Viele wissenschaftliche Untersuchungen wurden schon zum Phänomen des gefühltes Alters gemacht. Fast alle, die in den beiden letzten Jahrzehnten veröffentlicht wurden, kommen zu demselben grundsätzlichen Ergebnis: Je älter wir werden, desto größer wird die Spanne zwischen dem chronologischen und unserem gefühlten Lebensalter.

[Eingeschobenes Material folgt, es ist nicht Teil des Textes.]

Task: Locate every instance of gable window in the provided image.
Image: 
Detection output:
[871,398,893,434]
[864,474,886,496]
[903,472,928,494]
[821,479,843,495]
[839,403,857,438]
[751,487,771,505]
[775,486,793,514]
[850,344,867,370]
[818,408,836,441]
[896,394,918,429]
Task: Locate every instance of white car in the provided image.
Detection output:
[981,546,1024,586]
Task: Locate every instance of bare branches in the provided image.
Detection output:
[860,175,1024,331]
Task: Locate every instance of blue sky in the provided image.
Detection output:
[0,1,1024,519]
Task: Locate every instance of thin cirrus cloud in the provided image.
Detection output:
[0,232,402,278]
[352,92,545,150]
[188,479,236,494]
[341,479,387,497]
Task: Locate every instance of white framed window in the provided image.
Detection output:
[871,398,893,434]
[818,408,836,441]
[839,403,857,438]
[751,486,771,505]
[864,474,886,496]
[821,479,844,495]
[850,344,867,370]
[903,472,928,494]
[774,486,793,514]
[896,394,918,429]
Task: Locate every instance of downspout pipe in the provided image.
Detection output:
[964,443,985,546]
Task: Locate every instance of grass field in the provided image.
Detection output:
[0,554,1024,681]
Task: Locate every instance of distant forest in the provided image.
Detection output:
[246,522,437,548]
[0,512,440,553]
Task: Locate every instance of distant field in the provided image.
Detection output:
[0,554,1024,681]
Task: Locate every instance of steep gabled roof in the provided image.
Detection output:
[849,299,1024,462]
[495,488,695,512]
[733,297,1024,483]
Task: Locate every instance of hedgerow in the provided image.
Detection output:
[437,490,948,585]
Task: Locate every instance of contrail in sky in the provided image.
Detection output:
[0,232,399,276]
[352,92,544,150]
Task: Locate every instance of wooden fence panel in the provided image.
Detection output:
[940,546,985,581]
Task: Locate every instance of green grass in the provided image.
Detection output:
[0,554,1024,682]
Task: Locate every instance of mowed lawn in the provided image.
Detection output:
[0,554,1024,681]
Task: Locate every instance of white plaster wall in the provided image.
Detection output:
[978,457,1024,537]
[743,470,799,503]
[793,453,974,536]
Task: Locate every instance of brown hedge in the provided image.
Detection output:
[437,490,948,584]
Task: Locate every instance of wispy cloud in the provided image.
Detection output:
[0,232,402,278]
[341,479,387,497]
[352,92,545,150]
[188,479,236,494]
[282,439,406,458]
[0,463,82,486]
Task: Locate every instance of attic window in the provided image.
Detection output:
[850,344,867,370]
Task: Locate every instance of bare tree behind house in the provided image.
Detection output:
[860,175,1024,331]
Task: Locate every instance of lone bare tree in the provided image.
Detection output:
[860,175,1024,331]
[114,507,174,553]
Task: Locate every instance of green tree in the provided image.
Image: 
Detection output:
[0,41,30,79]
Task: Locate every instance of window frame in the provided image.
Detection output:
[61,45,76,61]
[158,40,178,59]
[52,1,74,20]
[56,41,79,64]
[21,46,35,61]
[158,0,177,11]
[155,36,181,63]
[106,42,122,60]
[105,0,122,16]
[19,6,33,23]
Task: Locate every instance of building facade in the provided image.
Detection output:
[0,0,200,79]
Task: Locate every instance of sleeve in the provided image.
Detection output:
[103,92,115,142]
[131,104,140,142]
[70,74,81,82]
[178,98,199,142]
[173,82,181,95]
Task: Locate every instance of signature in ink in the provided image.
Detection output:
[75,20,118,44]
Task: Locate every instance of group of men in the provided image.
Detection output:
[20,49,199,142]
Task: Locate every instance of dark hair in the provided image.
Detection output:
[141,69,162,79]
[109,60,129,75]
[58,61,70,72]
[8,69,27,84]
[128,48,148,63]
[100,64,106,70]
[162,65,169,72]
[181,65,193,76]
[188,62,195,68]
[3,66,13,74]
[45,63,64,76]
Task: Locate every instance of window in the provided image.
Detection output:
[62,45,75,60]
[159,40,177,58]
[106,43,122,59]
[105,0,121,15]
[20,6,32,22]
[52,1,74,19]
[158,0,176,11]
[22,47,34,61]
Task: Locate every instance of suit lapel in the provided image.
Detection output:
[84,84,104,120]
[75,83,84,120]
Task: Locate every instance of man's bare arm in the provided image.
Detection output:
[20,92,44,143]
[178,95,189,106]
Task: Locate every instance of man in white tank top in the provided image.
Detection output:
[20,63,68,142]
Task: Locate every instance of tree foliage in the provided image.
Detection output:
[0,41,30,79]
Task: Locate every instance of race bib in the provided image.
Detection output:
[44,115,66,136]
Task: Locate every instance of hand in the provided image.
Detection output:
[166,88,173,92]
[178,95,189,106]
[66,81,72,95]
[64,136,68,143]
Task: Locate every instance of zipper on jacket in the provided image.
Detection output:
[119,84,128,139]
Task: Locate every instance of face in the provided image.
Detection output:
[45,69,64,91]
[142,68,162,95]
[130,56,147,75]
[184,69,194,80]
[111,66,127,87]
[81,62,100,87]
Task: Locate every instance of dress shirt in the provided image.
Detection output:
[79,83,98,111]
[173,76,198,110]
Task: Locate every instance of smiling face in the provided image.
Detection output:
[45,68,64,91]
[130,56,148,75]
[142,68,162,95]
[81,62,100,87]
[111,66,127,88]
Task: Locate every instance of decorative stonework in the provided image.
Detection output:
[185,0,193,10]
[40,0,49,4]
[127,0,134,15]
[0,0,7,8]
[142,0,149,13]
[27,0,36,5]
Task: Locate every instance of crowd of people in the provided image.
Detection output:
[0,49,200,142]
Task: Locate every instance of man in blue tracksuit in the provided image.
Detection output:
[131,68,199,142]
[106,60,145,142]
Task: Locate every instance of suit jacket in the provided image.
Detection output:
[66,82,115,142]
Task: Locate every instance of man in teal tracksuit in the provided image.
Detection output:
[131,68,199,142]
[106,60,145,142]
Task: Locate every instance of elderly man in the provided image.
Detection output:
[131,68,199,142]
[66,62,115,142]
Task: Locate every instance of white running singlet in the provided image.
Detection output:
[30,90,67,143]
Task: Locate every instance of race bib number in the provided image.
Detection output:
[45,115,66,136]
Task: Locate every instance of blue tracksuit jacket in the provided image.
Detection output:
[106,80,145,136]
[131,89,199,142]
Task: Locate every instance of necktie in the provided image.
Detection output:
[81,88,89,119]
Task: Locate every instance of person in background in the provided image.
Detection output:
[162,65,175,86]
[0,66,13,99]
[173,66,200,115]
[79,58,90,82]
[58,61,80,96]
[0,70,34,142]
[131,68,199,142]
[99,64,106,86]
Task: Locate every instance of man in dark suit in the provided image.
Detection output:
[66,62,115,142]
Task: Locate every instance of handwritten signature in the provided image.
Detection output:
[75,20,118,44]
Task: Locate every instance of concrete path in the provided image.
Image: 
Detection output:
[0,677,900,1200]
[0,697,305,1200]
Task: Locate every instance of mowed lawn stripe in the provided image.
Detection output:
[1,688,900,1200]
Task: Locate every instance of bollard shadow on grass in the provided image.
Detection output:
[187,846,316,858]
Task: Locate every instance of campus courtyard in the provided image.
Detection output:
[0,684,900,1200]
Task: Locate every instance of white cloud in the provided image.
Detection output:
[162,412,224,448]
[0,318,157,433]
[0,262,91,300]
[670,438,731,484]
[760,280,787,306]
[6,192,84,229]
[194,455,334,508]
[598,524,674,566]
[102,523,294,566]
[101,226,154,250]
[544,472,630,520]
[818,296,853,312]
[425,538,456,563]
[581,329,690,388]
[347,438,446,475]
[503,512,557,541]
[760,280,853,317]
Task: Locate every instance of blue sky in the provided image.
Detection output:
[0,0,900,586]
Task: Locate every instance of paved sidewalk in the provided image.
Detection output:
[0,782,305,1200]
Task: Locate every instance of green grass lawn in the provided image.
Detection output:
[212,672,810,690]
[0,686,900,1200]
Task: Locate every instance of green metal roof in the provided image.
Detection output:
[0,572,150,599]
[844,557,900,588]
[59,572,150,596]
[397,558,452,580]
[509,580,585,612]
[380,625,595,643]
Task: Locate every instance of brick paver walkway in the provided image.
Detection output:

Wenn ich es recht bedenke, bin ich doch auch schon recht alt. Denn heute, wo ich diese Zeilen schreibe, stelle ich fest: Es ist der 8. Tag meines 70. Lebensjahres! Wow! Ich erinnere mich noch sehr genau an den 60. Geburtstag meines Großvaters (da war ich 10 Jahre alt) und ich dachte damals: „Mein Gott, was ist der Opa schon alt geworden! Ob ich dieses Alter überhaupt erreichen werde?“
Merkwürdig: Als ich jung war und zu den Promis, den Lieblingsmusikern und Idolen hochschaute, hatte ich immer das Gefühl, dass sie durchweg einige Jahre älter waren als ich. Und immer wieder wird dieser Dauerirrtum heute korrigiert, wenn ich in den Medien lese, dass X oder Y oder Z im Alter von xy Jahren verstorben seien. Oft sogar in einem Lebensalter, das ich bereits überschritten habe! In meiner Jugend habe ich mir niemals über das Alter der anderen Gedanken gemacht, nur über die eigenen vergangenen Jahre. Von den anderen nahm ich regelmäßig an, dass sie älter und gerade deshalb erfolgreicher und (bühnen-)präsenter sind. Doch nun bin geläutert: Der Nimbus meiner Kindheitshelden ist dahin …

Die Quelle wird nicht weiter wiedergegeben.